Mechanism of action of coumarin and silver(I)–coumarin complexes against the pathogenic yeast Candida albicans
Introduction
Coumarin is a a benzopyrone and a naturally occurring constituent of many plants and essential oils, including tonka beans, sweet clover, woodruff, oil of cassia and lavender. Antibiotics containing the coumarin nucleus, such as novobiocin, clorobiocin, and coumermycin A1 produced by a number of the Streptomyces species, were identified over forty years ago. The use of these antibiotics has been limited due to their poor water solubility, low activity against Gram-negative bacteria and the rapid emergence of resistance (Lewis et al., 1996, Laurin et al., 1999). However, renewed interest in these antibiotics has arisen following the discovery that they are potent catalytic inhibitors of DNA gyrase. Additionally, these antibiotics have been shown to be active against Gram-positive bacteria, especially against methicillin-resistant Staphylococcus aureus (MRSA) (Laurin et al., 1999). Further derivatisation of novobiocin, clorobiocin, and coumermycin A1 has allowed for the production of novel coumarin antibiotics displaying excellent inhibition of DNA supercoiling by DNA gyrase B and good antibacterial activity against vancomycin, teicoplanin and novobiocin resistant Enterococci species (Laurin et al., 1999).

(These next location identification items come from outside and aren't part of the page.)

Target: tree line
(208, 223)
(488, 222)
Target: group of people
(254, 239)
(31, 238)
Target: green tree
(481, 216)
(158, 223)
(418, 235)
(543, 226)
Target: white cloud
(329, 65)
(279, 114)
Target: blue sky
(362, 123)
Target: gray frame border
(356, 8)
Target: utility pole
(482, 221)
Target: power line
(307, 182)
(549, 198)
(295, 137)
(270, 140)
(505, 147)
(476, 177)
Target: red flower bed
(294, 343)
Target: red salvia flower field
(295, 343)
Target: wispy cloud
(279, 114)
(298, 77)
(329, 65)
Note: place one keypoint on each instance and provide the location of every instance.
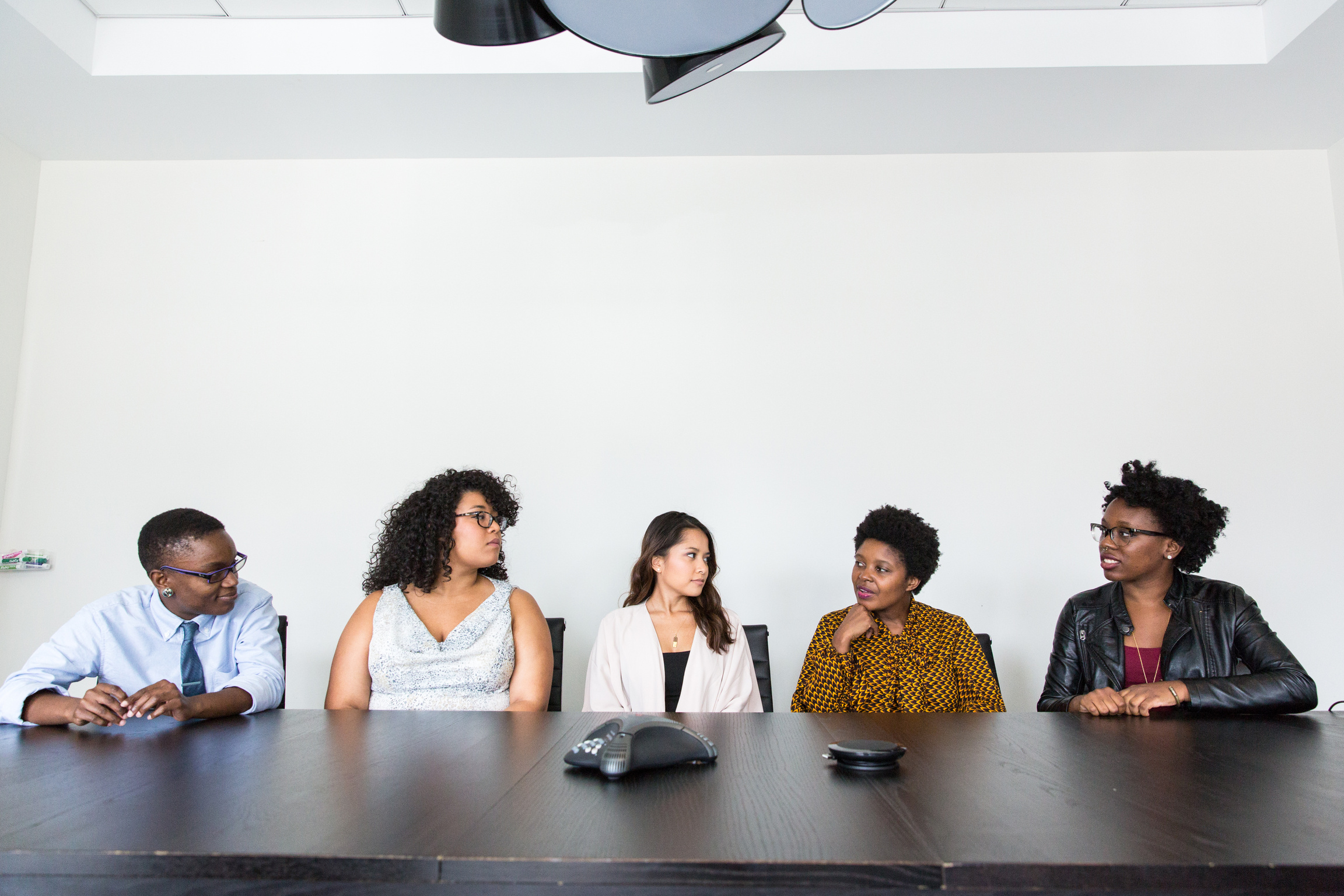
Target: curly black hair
(418, 533)
(907, 534)
(1181, 507)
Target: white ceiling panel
(1192, 3)
(155, 7)
(1032, 5)
(310, 8)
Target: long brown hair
(662, 536)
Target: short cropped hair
(907, 534)
(1181, 507)
(169, 533)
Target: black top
(1246, 804)
(1213, 628)
(674, 672)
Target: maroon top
(1135, 671)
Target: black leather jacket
(1215, 632)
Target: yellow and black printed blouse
(935, 666)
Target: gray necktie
(192, 673)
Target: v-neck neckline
(454, 629)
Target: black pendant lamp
(842, 14)
(667, 78)
(494, 23)
(666, 27)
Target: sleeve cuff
(12, 699)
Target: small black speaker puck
(866, 755)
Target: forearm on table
(229, 702)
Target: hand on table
(1102, 702)
(101, 704)
(162, 698)
(856, 624)
(1142, 699)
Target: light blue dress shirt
(130, 639)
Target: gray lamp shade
(494, 23)
(842, 14)
(667, 78)
(666, 29)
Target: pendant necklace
(1142, 669)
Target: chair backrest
(558, 672)
(758, 639)
(284, 654)
(985, 641)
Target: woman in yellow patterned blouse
(889, 652)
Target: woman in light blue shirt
(198, 642)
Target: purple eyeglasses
(218, 575)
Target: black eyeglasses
(487, 520)
(218, 575)
(1121, 534)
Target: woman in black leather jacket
(1157, 636)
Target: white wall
(19, 175)
(773, 344)
(1335, 156)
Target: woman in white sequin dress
(441, 626)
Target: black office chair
(758, 639)
(985, 641)
(557, 626)
(284, 654)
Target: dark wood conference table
(304, 801)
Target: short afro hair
(907, 534)
(170, 533)
(1181, 507)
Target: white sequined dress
(470, 669)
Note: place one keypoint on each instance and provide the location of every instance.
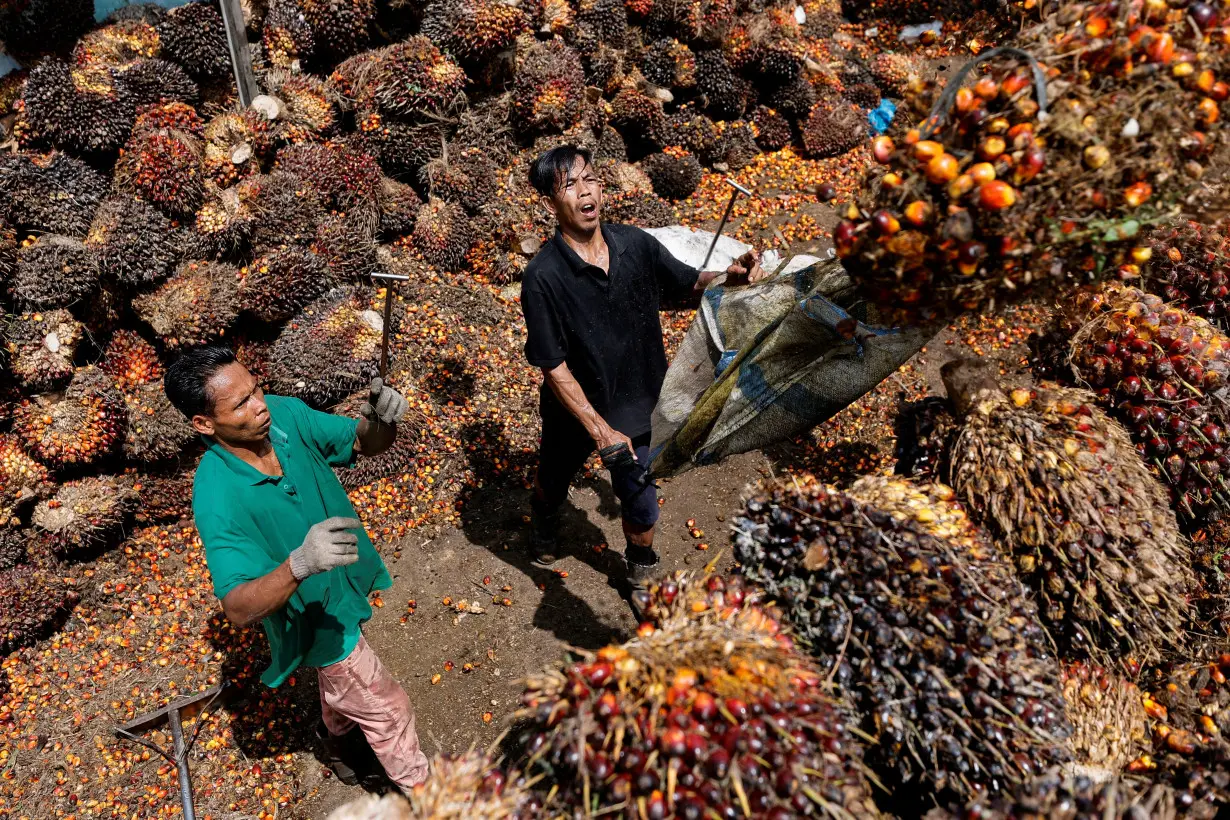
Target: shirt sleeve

Candida albicans is pathogenic yeast which is consistently the most frequently isolated etiological agent of candidosis in humans (Coleman et al., 1998). Candidosis is the commonest invasive fungal infection in patients with malignant haematological disease and in bone marrow transplant recipients (Warnock, 1998). Nosocomial infections due to opportunistic fungal pathogens are a common cause of mortality among hospitalised patients (Micheal, 1995). The development of azole-based anti-fungal drugs has revolutionized the treatment of many fungal infections, but therapy may still necessitate application of the highly toxic drug amphotericin B or a combination of drugs.
Plant extracts containing coumarin derivatives demonstrate anti-fungal activity (Tiew et al., 2003) and some synthetic coumarin derivatives are also active against the yeast C. albicans (Zaha and Hazem, 2002). The presence of phenolic, hydroxy and carboxylic acid groups on the coumarin nucleus has been considered necessary for antimicrobial activity (Kawase et al., 2001). Coumarin derivatives are able to coordinate a transition metal ion via the oxygen of the carbonyl group on the lactone ring (Irena et al., 2001) which raises the possibility that coordinating metals to coumarin may potentiate its anti-microbial toxicity.
The aim of the work presented here was to investigate the anti-fungal activity of some coumarin derivatives and also the silver(I) complexes of these derivatives.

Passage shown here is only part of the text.